Nice one big mike, I love Jello Shooters


----------



## crawdaddio (Jan 30, 2006)

Very nice shot. However, as an admitted pool/billiards addict, I feel I must comment that it is pure blasphemy to put anything that is liquid on a pool table at any time.:er:

Whew. Now that that's out of the way, I really like the shot. Nice clean focus and depth of field. How could you possibly have taken this shot in your state? Must have been early in the night...............

Rock on completely...............


----------



## Glassjaw (Jan 30, 2006)

The jello shots I've had were usually in jello form, the others simply did not become a solid, just liquid in the pan.

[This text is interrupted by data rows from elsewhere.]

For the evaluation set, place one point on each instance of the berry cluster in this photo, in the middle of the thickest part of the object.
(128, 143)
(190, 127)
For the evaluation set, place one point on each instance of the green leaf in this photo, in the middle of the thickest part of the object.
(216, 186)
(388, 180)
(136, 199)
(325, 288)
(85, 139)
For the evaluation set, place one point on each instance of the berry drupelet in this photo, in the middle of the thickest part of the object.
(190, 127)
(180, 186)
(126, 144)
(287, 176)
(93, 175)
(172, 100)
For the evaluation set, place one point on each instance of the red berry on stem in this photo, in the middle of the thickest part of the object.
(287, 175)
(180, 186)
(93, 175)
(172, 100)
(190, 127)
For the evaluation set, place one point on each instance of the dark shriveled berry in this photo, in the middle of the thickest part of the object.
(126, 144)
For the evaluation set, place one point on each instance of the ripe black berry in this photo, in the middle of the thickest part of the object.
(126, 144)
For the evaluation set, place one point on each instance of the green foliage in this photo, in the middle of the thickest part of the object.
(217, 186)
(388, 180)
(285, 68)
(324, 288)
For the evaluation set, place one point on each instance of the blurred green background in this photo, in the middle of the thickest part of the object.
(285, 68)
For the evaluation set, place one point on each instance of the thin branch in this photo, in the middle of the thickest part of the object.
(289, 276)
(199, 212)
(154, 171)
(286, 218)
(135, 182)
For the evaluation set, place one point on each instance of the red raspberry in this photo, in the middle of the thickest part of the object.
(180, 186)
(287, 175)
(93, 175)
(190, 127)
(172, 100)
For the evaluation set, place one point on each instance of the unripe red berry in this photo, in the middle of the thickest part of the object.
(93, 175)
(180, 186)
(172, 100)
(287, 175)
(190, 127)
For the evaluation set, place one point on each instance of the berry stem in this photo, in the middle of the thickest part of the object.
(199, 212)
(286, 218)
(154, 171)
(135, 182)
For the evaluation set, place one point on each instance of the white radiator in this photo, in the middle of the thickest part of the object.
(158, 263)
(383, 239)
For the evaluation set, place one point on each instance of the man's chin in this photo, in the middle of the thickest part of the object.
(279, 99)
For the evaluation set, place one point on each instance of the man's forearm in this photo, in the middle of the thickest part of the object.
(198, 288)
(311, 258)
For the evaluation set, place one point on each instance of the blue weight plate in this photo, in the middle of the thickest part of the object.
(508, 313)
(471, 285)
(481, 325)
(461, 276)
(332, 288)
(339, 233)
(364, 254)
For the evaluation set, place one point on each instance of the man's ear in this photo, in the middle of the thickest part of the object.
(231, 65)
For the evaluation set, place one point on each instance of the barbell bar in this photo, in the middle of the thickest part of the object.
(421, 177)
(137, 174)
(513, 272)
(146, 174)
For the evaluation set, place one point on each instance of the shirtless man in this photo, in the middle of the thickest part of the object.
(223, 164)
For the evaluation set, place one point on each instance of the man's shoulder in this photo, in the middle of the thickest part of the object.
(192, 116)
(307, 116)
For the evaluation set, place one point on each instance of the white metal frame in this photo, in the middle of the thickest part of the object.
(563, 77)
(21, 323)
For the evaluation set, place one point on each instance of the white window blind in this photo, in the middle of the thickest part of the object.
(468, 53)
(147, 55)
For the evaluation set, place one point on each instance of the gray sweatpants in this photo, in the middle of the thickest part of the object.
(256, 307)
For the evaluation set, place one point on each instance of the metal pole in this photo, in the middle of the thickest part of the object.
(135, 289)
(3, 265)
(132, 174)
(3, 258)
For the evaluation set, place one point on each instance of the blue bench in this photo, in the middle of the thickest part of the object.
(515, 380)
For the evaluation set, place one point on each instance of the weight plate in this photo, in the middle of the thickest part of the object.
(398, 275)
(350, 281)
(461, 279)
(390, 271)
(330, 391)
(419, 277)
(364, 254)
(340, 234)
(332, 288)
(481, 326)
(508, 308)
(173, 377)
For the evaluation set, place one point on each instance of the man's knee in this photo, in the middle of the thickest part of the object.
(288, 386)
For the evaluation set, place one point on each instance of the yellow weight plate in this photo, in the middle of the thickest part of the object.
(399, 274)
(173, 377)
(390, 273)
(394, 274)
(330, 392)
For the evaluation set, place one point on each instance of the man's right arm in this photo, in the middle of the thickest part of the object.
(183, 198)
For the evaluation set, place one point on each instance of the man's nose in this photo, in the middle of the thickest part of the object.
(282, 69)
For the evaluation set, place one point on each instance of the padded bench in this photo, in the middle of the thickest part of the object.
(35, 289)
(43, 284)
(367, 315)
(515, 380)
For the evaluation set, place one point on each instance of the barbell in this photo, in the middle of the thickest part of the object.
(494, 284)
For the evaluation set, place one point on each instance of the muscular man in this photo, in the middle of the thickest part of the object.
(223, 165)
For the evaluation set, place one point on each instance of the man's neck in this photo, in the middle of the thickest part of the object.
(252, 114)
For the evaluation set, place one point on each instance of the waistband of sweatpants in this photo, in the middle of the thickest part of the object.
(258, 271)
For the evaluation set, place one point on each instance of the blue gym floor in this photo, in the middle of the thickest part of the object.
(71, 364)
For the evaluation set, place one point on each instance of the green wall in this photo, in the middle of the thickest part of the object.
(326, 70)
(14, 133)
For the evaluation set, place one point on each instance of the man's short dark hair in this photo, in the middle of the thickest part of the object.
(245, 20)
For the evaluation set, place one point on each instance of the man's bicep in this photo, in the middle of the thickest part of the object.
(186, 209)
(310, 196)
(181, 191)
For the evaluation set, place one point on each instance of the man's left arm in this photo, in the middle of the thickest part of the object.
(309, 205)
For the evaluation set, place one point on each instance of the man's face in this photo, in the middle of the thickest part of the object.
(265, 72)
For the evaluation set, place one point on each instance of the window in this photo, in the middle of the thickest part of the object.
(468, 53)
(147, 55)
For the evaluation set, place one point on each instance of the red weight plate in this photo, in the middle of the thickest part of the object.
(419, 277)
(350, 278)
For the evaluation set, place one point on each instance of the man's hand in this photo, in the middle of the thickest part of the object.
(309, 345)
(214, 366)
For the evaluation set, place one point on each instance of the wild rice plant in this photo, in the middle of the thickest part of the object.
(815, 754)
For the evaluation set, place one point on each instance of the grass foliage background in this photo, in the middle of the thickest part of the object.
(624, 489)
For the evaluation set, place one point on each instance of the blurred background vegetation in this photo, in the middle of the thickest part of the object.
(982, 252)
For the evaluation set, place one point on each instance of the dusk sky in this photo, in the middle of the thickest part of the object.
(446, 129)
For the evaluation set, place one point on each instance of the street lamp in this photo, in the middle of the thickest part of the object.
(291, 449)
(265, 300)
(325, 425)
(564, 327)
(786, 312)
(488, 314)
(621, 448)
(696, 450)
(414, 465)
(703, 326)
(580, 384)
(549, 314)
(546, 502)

Nice photo, I like the contrast.


----------



## Chiller (Jan 30, 2006)

Love it Big Mike.  Makes me wanna down a few of those.   Great colours.


----------



## M @ k o (Jan 30, 2006)

Yum ! I love them dam things ! cool shot.


----------



## Big Mike (Jan 31, 2006)

crawdaddio said:
			
		

> Very nice shot. However, as an admitted pool/billiards addict, I feel I must comment that it is pure blasphemy to put anything that is liquid on a pool table at any time.:er:



Well then you are really going to hate this......






and this






At least it is a synthetic surface and not real felt.


----------